SALTA.- (Con Renato Ocampo) Tras casi una década de silencio electoral, el PRO Salta atraviesa un proceso de normalización que parece haber despertado más fantasmas que certezas.
Según advierte Alberto “Beto” Castillo, en diálogo con EL INTRA, que el partido se encuentra en una situación crítica, al borde de una resolución de la Justicia que podría sentenciar su personería jurídica tras un periodo de nueve años de inacción democrática.

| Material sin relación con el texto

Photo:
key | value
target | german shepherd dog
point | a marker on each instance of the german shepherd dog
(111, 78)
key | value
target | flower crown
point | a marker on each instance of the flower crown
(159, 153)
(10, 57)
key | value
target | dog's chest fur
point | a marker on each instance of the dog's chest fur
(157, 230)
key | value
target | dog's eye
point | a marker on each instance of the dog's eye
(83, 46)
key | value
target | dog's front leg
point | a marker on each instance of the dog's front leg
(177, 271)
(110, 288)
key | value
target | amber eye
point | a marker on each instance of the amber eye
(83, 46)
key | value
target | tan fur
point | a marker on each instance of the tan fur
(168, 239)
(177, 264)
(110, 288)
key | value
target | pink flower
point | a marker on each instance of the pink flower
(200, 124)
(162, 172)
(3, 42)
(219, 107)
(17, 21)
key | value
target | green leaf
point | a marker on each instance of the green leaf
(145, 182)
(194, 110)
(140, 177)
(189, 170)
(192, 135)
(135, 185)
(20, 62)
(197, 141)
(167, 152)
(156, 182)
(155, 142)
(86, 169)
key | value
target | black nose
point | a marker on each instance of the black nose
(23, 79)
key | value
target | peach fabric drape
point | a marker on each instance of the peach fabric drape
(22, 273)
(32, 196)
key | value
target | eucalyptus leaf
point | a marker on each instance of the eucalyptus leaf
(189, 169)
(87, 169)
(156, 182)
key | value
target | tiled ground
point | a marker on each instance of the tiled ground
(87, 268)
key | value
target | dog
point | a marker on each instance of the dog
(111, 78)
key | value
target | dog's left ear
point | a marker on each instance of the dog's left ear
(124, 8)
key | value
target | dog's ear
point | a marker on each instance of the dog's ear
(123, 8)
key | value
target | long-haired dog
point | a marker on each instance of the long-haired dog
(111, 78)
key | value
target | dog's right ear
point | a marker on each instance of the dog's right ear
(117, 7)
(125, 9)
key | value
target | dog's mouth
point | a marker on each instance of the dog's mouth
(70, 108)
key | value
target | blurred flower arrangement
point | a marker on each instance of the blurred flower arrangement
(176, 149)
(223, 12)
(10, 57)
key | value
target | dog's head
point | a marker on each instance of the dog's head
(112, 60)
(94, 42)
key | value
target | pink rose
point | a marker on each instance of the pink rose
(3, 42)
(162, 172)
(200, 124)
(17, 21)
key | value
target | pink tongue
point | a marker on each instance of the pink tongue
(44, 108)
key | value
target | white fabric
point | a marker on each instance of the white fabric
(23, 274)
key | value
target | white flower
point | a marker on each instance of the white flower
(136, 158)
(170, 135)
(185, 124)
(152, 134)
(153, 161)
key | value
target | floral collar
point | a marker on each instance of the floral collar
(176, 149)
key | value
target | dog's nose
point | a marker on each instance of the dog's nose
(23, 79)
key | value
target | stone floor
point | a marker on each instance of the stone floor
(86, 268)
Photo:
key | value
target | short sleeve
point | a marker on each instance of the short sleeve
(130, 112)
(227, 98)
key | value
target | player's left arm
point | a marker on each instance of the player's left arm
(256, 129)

Sin embargo, lo que debió ser un camino ordenado hacia la institucionalidad se ha transformado en un campo de batalla. Según Castillo, se pone en juego mucho más que una estructura partidaria: se disputa la supervivencia de una identidad política que hoy parece estar siendo “ofrendada” a intereses externos.
El conflicto
El conflicto estalló ante el fracaso de una lista de unidad que pretendía equilibrar a todos los sectores. Castillo denuncia que, detrás de la ruptura, emerge la sombra de un exministro y expresidente del partido que “por supuesto, no da la cara, porque no aparece”, intentando imponer una nómina que relegaba a los demás sectores a una posición marginal, lo cual calificó como una “cachetada”.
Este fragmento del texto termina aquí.